By ERIC A. HOWALD
Of the Keizertimes
With only six months on the job as a school resource officer, David Zavala, of the Keizer Police Department, had to ask his colleagues at Whiteaker Middle School if they knew of any students who had been positively affected by his presence.
He was taken aback when both people asked rattled off the same name with barely a thought.
“‘You’ve turned him around, he talks to you, shares information with you,’ they said. They’ve seen his attitude change not only towards law enforcement, but school, too. His grades are up, he’s playing football and wrestles. They credited me with getting him to be more involved with school. He also takes on a leadership role with a certain group of kids that are always on the radar and I’ve been encouraging him to take that leadership in a positive direction. He used to be proud of being in a gang, but he certainly doesn’t dress the part anymore,” Zavala said.
If approved in its current form, Zavala’s job as a school resource officer (SRO) at Whiteaker will be cut from the Salem-Keizer School District’s budget and the duty will fall to Officer Jay Prall, a longtime school resource officer who will have to pull double duty covering Whiteaker and Claggett Creek middle schools. SRO presence at elementary schools, which both Zavala and Prall handle at the various schools feeding into Keizer’s middle schools, will likely become more reactive than proactive.
The Salem-Keizer School District covers $60,000 of an SRO’s yearly salary and equipment needs and 10 percent of the salary for the sergeant that supervises the program. In order to make up for projected losses expected to crater teaching and support staff to the tune of 400-600 employees, the district is putting SRO emphasis on middle and high schools.
Tough times call for tough decisions, but both the schools and police have discovered many beneficial aspects of the program.
“When they’re out in the hallways, it’s an opportunity to interact with police officers on a less formal basis. The students get to know them as people. [The SROs] become good role models and even give students access to a job they might be interested in one day,” said Laura Perez, Whiteaker principal.
KPD puts extra time and effort in pairing the right officer with the duty of the SROs, said Chief H. Marc Adams of the Keizer Police Department, all three current Keizer SRO’s are products of the city’s schools.
“It’s really become a specialty, just like being a detective and the officers who do it, love it,” Adams said.
For Zavala, Prall, and McNary SRO Brian Hunter, the job offers little in the way or predictability. Students, depending on their age, come to them for any of a number of reasons. As a result, they’ve assumed the role of mentor, counselor, mediator and even parent depending on the rapport they’ve established with the student.
Prall has been known to strike deals with students to get their grades up in exchange for a small cheese pizza. More than once, Zavala has been asked by students if he’s seen their latest grades and dragged to a computer to be shown if he hasn’t.
“The only time most people have encounters with the police they’re either having their doors kicked in or given a ticket, they’re negative encounters. When we contact a student in the schools it lets them know that we’re normal people,” he said.
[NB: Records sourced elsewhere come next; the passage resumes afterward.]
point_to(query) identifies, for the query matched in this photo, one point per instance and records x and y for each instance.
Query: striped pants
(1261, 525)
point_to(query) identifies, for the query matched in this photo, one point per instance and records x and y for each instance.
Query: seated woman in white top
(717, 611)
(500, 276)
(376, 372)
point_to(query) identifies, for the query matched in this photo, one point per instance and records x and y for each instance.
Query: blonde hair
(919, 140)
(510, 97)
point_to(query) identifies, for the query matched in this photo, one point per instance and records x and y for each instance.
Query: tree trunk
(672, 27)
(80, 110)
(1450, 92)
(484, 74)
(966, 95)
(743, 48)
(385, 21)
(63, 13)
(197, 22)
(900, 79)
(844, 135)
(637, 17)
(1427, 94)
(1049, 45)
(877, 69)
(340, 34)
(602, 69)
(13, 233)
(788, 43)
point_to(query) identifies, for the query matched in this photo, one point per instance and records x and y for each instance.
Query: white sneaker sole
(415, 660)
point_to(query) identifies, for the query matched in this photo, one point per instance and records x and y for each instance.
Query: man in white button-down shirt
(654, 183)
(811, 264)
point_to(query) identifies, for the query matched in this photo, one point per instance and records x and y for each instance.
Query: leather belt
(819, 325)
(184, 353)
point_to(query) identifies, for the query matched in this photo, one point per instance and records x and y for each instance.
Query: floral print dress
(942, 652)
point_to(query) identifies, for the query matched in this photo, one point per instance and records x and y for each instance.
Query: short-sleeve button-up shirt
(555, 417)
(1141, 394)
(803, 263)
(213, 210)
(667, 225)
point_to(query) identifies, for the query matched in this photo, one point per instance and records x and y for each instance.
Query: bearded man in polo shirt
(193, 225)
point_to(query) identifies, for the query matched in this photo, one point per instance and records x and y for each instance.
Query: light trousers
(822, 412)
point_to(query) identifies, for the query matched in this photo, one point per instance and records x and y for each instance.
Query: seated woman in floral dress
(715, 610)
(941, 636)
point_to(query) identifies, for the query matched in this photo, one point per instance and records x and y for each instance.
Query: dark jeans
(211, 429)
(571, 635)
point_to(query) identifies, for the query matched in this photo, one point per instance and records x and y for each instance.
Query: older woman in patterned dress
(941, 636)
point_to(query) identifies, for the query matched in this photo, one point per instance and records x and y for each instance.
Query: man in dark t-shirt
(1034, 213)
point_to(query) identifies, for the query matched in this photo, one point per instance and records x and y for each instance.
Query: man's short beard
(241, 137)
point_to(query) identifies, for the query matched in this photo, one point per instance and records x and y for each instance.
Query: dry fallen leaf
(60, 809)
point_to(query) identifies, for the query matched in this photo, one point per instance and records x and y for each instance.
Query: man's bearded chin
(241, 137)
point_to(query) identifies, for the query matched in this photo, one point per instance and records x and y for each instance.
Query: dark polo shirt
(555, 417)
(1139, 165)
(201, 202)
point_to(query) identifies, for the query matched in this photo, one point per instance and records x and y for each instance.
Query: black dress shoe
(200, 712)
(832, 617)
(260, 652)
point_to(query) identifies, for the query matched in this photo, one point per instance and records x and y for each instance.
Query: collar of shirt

The rapport and relationships SROs develop also payoff in ways other than higher grades or better attendance records, if patrol officers or the SROs themselves contact students outside of school they can trade on their relationships to bring resolution to conflicts. Likewise, if students are being subjected to abuse at home, the SROs can contact them at school Р a safe environment away from the source of the abuse.
Sgt. Lance Inman, who supervises the Keizer school SRO program likens each school to a small town and the SROs as the sheriff who knows everybody’s name.
“SRO programs make students feel comfortable around police officers and recognize that they are part of a system of support. There’s already a barrier between youth and authority and SROs break that down,” Inman said.
Seemingly innocuous events at the schools can also provide the SROs with the opportunity to nip potential problems in the bud.
“I had a call where a teacher had information where they thought a student was under the influence of drugs. It’s not illegal for a minor to be under the influence, but the school might want to take some action and the teacher wasn’t trained on what signs to look for and they asked me to talk to him,” Zavala said.
Zavala had a conversation with the student, who turned out not to be under the influence, but it led him to the arrest of three students for possession and one for delivery of controlled substances. Two other students were suspended for having knives on campus.
Incident rates have dropped at Keizer schools, but the number of arrests on the city’s 10 school campuses increased from 39 four years ago to 100 in the most recent year. That cause for concern among KPD officials because no one can say what actions have been prevented merely by having a prominent police presence in Keizer schools.
“What concerns us the most about limited staffing is safety and security is that it’s probably the best deterrent to any type of violence on a school campus. We haven’t had a school shooting and we can’t directly attribute that to the SRO program, but it’s helped,” Inman said.